If you can't see that you were being critical than you need to open your eyes. Your awful quick with the suggestions on what people should and should not post. That is pretty ballsy considering you don't appear to be a mod and your not a supporting member. Just because someone posts a pile of birds and heads blown off does not mean everyone has to do the azz slapping posts. It is alright to question where they were hunting and for people to be concerned that someone is breaking the law. Heres a newsflash for you. People in the past have posted pictures of illegal hunts so it would not be the first and it probably won't be the last. Just because you don't like someone asking questions it does not make it wrong.

MSHUTT,

Sorry your thread got hijacked. Factor in where Milla is from and his age you might understand why he jumped to conclusions.


----------



## HonkerExpress (Sep 23, 2005)

The picture of the ducks bill, you can thank me for that one, haha. Was about a 10 foot shot on him with #2's, lol. And you guys thought I scared all the ducks off after I shot him. lol.


----------



## drakeslayer10 (Jan 21, 2006)

representing Special Waterfowl Assassination Team right there!


----------



## Bob Aronsohn (Mar 21, 2005)

I thought they were very good photos of those young lads from ND with the webfeet they splashed that day, bravo for you young fellas!

Next time try and pick a spot out in the field where the ducks show up real well without the pickup truck or in your backyard, it makes a better photo when you have a natural setting.

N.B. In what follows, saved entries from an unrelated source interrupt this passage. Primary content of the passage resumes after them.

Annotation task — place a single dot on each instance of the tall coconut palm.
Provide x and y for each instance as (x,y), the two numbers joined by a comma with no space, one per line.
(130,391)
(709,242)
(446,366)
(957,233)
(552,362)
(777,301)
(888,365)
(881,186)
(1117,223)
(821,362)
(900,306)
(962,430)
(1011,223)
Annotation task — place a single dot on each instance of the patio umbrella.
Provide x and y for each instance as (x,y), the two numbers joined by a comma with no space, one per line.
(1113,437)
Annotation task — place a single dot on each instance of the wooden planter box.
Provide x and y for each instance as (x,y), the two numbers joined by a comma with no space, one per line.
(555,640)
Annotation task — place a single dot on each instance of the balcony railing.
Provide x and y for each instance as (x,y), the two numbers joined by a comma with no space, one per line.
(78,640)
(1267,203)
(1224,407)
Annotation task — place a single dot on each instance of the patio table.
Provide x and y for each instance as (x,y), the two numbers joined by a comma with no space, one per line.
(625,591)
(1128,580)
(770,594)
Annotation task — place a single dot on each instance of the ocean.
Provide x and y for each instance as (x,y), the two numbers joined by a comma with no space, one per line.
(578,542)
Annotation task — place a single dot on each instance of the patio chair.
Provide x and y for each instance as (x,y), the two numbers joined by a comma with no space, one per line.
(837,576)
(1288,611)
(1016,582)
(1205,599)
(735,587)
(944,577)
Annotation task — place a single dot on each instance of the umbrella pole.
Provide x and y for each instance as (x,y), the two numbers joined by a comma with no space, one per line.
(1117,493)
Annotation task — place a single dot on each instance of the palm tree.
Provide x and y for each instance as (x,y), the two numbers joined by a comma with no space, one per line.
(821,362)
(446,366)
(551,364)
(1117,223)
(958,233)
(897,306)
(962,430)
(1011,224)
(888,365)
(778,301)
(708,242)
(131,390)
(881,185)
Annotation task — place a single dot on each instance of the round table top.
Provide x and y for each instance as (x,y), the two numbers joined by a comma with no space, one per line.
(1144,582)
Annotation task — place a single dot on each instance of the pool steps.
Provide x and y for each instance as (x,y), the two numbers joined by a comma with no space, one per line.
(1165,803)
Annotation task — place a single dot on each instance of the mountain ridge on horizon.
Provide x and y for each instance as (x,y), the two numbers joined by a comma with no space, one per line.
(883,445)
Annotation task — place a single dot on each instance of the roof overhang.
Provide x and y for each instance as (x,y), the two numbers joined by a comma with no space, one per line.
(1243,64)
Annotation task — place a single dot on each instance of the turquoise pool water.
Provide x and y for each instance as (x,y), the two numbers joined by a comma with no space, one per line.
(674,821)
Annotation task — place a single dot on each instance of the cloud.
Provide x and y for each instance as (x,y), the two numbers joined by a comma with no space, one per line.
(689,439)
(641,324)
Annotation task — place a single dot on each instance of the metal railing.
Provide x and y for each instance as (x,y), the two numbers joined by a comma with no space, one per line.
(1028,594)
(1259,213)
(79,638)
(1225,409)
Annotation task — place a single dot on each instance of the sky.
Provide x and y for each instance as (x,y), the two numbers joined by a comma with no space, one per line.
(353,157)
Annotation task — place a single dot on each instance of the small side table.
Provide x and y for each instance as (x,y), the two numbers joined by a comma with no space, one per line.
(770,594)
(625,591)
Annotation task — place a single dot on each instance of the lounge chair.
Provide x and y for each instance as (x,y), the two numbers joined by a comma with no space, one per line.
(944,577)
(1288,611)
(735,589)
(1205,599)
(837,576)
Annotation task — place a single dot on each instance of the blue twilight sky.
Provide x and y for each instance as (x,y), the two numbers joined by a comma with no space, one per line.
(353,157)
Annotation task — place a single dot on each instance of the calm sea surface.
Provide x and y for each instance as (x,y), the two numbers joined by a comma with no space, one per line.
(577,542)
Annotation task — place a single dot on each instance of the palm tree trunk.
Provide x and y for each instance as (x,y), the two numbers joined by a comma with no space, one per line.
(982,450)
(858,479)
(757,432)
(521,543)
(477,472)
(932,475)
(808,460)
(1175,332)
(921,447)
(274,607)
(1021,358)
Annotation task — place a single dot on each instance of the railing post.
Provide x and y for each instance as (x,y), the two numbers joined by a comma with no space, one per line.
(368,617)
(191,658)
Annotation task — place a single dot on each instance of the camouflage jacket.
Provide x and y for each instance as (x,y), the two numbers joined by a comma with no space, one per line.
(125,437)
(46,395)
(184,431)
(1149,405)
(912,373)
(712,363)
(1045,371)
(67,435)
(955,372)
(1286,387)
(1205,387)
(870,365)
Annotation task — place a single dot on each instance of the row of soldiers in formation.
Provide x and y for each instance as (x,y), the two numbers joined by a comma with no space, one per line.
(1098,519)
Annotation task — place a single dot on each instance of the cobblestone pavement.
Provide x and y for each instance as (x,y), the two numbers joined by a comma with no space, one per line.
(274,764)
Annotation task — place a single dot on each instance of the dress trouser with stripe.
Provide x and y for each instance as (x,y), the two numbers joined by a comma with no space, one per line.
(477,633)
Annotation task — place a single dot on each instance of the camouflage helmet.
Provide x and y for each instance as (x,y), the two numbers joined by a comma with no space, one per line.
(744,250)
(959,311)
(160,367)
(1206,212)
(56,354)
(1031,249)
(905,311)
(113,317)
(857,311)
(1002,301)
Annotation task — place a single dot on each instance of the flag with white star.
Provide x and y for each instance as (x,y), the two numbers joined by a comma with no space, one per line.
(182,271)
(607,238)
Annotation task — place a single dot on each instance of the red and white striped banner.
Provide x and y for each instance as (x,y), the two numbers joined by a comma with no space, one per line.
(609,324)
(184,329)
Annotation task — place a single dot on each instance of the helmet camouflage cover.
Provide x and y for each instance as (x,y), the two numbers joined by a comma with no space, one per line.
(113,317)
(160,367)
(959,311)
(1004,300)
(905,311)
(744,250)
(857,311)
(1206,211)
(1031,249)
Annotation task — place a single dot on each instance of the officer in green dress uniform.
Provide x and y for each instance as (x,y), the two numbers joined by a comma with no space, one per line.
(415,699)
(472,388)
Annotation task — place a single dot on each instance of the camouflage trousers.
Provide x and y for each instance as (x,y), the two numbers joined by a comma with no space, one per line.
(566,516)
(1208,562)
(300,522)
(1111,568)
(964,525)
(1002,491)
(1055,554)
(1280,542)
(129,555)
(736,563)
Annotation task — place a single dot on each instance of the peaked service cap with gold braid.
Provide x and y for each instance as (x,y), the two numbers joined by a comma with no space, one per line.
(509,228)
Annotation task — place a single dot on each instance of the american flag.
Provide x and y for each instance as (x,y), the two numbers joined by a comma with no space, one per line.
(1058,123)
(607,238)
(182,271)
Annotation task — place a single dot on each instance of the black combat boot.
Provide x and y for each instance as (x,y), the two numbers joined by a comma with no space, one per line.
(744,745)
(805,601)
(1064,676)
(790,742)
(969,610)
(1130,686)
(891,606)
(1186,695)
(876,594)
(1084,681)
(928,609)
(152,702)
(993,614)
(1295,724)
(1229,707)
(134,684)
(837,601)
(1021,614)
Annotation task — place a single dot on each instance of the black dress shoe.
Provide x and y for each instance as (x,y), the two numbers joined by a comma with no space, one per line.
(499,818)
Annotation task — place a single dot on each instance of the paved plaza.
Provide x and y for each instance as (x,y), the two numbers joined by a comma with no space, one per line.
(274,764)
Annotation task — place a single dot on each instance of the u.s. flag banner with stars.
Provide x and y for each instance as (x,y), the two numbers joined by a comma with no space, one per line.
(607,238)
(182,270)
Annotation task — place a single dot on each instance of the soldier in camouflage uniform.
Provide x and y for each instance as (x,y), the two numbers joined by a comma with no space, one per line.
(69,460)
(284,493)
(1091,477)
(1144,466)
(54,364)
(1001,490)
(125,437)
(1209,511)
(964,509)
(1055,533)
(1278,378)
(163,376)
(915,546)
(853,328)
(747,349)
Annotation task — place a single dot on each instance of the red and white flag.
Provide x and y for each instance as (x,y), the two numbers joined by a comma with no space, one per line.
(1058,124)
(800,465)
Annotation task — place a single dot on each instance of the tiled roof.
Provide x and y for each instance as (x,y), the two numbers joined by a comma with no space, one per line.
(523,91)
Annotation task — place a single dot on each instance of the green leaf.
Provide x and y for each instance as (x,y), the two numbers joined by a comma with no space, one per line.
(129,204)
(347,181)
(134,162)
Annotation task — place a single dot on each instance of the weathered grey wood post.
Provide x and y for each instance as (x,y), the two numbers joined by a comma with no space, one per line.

One last note here, it's best to know what your talking about before you get on your soapbox and imply that they are breaking the law!

Again, good work fellas!

Bob Aronsohn


----------



## Bandcollector02 (Oct 4, 2005)

Great Pics!!!!!!!!!!!!!


----------



## JonnyVance (Sep 30, 2007)

Hell of a shoot boys... Hopefully I can post some pictures like that after this weekend! Keep it up!


----------



## Burly1 (Sep 20, 2003)

Getting in on a field shoot like that is waaaay up there on my lifetime "to do" list. What a great hunt it must have been!
Burl


----------



## Leo Porcello (Jul 10, 2003)

Burly1 said:


> Getting in on a field shoot like that is waaaay up there on my lifetime "to do" list. What a great hunt it must have been!
> Burl


Are you serious? When are you availible?


----------



## jwdinius1 (Dec 14, 2006)

wow, this is amazing, a group post pictures of a great hunt and the thread gets jumped about going over the limit. Holy crap people what ever happend to nice hunt boys way to go! i sense some of you may be a bit jealous?


----------



## Leo Porcello (Jul 10, 2003)

I know when I saw the pictures I was very jeolous. I instantly thought WATERFOWLING GODS!!! I have never ever been on a hunt like that. I guess I don't have what it takes. When me and my team, posse, group, gang, crue go out we are lucky to cripple 4 or 5 let alone get a full limit. I am still in awe and purple with jeolousy and envy. As soon as I hit submit I am going to unroll my carpet and go back to praying in hopes that I can one day achieve such waterfowling greatness!

 :wink: oke:


----------



## jwdinius1 (Dec 14, 2006)

your lucky i am in a good mood. :******: j/k you know what i am trying to get at. it seems every time someone posts something good only negative comes out of it, and i am guilty og it to.


----------



## Bob Kellam (Apr 8, 2004)

This thread has made some valid points from both sides and for the most part has remained civil. If you want to get into a discussion about the ethics aspect of this please do so in the hot topics section.

IMO it is up to us to police our own ranks and make the call when it is required and with a strong documented foundation, there is nothing illegal in this thread. It is just a pictorial example of another great upper mid-west duck hunt.

Thanks for the comments and opinions. Time to move on.


----------